THE STATE Vs. THAKARDAS JEEVANDAS SHAH

Decided On November 10, 1978
THE STATE Appellant
V/S
Thakardas Jeevandas Shah Respondents

JUDGEMENT

(1.) The respondent in this appeal was prosecuted in the Court of the Judicial Magistrate, First Class at Indapur in Criminal Case No. 372 of 1973 for an offence punishable under section 16(1)(a)(i) read with section 7(i) of the Prevention of Food Adulteration Act and was sentenced to rigorous imprisonment for six months and to pay a fine of Rs. 1500.00. In default of payment of fine rigorous imprisonment for three months was stipulated. The prosecution was based on the fact that the respondent sold to the Food Inspector of Pune Circle 450 grams of Shahajira which were later found to be adulterated on an analysis carried out by the Public Analyst. The respondent preferred an appeal, being Criminal Appeal No. 26 of 1976, which was partly allowed by the learned Additional Sessions Judge of Pune by his judgment and order dated 8th of June, 1976. Confirming the conviction the learned Additional Sessions Judge reduced the sentence of imprisonment for six months to the rising of the Court. The learned Additional Sessions Judge further reduced the sentence of fine from Rs. 1500.00 to Rs. 1000.00 but enhanced the default sentence from rigorous imprisonment for three months to rigorous imprisonment for six months.

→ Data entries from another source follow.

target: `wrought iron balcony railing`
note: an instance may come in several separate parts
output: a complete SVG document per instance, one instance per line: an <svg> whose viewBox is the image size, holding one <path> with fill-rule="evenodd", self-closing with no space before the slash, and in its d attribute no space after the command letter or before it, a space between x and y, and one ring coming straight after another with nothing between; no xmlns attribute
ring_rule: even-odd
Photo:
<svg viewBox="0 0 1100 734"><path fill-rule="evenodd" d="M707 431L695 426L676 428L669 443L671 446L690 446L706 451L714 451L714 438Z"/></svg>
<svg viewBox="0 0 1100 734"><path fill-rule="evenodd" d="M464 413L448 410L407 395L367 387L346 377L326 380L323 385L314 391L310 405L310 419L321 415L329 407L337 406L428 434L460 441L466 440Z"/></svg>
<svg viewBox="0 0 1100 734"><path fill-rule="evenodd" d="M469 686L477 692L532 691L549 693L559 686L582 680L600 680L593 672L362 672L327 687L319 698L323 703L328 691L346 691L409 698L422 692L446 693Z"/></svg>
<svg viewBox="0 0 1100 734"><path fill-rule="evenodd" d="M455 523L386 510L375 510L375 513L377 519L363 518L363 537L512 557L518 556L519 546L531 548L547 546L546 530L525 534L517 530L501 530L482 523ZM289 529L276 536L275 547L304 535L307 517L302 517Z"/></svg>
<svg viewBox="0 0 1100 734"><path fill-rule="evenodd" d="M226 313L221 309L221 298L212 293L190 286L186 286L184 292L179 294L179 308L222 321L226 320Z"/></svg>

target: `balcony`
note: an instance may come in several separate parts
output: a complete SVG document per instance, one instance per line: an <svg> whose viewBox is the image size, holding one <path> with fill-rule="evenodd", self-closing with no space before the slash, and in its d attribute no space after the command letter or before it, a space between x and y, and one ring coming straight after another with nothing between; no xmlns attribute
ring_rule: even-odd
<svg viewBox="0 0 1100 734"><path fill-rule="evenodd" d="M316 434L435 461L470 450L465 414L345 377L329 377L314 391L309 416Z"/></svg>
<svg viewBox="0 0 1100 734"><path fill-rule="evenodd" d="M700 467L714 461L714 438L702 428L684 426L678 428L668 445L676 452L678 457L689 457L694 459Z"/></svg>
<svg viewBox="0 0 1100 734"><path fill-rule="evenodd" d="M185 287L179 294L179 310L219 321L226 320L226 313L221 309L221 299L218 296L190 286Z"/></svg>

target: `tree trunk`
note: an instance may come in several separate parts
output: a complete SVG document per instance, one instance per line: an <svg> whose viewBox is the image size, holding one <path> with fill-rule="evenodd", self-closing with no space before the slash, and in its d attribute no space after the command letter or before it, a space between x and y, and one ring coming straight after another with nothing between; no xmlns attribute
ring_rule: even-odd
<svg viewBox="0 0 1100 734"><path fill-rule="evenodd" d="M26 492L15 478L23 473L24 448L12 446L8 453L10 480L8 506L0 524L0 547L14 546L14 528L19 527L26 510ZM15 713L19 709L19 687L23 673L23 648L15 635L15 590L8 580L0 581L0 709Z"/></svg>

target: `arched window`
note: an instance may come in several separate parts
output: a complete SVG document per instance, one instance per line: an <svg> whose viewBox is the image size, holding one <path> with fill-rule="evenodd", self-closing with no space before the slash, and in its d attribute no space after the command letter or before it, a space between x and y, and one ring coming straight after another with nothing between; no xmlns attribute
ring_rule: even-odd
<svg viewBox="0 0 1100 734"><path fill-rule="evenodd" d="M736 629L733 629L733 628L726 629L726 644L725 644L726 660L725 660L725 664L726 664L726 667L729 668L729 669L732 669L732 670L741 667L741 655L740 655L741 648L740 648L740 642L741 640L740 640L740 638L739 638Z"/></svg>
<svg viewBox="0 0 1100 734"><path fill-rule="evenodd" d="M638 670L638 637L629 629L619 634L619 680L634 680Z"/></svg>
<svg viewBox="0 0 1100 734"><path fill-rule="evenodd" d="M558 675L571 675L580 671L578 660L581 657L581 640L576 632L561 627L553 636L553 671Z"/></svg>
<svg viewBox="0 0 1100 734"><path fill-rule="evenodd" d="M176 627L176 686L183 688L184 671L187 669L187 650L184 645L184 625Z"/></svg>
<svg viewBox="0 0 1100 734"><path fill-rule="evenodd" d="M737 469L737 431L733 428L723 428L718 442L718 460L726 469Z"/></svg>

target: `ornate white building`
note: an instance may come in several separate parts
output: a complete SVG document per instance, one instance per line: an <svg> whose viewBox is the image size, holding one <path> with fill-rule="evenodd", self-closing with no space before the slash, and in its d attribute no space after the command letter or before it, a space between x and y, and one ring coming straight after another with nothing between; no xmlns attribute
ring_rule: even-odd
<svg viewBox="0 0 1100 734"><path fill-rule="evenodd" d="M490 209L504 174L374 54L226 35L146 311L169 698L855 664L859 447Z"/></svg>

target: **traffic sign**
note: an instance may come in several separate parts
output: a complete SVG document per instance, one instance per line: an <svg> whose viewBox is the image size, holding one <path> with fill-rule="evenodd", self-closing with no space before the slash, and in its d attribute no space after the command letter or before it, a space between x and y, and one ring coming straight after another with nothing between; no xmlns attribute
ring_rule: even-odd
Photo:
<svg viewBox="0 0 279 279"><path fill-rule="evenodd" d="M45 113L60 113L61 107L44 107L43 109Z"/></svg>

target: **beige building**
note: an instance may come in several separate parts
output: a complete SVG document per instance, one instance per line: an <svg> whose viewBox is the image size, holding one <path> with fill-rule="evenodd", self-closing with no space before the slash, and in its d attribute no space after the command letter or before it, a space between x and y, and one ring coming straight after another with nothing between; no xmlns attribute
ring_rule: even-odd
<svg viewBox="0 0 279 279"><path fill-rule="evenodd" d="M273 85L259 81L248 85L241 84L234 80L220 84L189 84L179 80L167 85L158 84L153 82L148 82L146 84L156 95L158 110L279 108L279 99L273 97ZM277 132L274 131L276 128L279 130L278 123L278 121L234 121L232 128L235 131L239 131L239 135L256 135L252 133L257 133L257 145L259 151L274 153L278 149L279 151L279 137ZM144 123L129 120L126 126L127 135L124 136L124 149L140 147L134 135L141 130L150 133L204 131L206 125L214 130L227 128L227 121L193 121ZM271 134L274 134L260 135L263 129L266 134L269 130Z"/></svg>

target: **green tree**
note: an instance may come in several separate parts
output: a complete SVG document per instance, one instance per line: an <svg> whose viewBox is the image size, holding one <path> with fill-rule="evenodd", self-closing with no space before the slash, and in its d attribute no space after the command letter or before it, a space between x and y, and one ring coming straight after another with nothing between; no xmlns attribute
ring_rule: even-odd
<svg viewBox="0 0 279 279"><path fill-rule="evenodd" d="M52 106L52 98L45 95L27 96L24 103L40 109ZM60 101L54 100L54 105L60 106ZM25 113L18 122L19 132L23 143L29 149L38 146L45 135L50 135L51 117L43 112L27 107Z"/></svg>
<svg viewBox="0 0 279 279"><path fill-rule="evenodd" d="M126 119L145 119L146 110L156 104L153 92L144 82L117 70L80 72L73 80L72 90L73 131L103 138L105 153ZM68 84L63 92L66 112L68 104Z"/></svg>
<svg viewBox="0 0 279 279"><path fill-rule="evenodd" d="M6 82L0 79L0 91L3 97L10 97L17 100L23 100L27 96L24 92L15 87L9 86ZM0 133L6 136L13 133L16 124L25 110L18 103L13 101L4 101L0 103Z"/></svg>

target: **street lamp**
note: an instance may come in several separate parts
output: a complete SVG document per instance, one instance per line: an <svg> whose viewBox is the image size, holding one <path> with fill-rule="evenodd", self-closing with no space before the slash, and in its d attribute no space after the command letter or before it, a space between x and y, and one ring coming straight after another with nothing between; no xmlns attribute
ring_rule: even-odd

(2.) The State is rightly aggrieved by the leniency shown by the learned Additional Sessions Judge who found that the conviction of the respondent was sustainable in law. The State has preferred this appeal for enhancement of the sentence imposed by the learned Additional Sessions Judge on the respondent. Mr. Deshmukh, the learned Public Prosecutor appearing in support of the appeal, pointed out that the learned trial Magistrate had, as noticed by the learned Additional Sessions Judge himself, awarded minimum sentence prescribed by law. If that were so, says Mr. Deshmukh, the learned Additional Sessions Judge had no jurisdiction to reduce the sentence merely on the ground that the respondent is the first offender and a petty grocer shop owner. He also pointed out that the learned Additional Sessions Judge has committed a manifest error in holding that the respondent who is shown to be about 49 years of age was fairly advanced in age. All these submissions of Mr. Deshmukh are fully justified. Had Mr. Agarwal, the learned Advocate appearing in support of the respondent, not proceeded to challenge the legality of the conviction itself would have accepted this appeal and sentenced the accused to a longer term of imprisonment. If the law prescribes minimum sentence without growing any discretion to the Court then the Court has no jurisdiction to circumvent that law on the ground that the offender is the first offender or by taking into consideration factors which are not provided for in the statute itself prescribing punishment. The learned Additional Sessions Judge was undoubtedly in error in proceeding to reduce the sentence merely because the respondent is the first offender and a petty grocery shop owner or that he was fairly advanced in age.

(3.) Mr. Agarwal predictably raised upon a judgment given by me in Criminal Appeal No. 698 of 1977 with Criminal Revision Application No. 531 of 1977 on 19th of July, 1978. In that judgment considering all the relevant provisions under the Prevention of Food Adulteration Act and the Rules made thereunder I had, following another judgment of Dighe, J., held that the provisions contained in R.I. 17 are mandatory and non-compliance with the same would vitiate the trial. R.I. 17, as it then stood, requires that the container, which has been wrapped and sealed as provided in R.I. 16, shall be sent in a sealed packet enclosed with memorandum in Form 7 in an outer cover addressed to the Public Analyst. R.I. 7 obliged the Public Analyst or an officer authorised by him to compare the seal on the container as well as on the outer cover with the specimen impressions received separately. Reading these two rules together, it becomes apparent that the outer cover in which the sealed container and the sample and the memorandum in form 7 are sent is itself to be sealed. On going through the evidence of the Food Inspector in this case and also on reading the report of the Public Analyst it is easily seen that the memorandum in form 7 has not accompanied the sealed container in a cover which itself is sealed. In my opinion, there is a clear non-compliance with R.I. 17 and on the view which I have taken in the case referred to above, the respondent will be entitled to acquittal.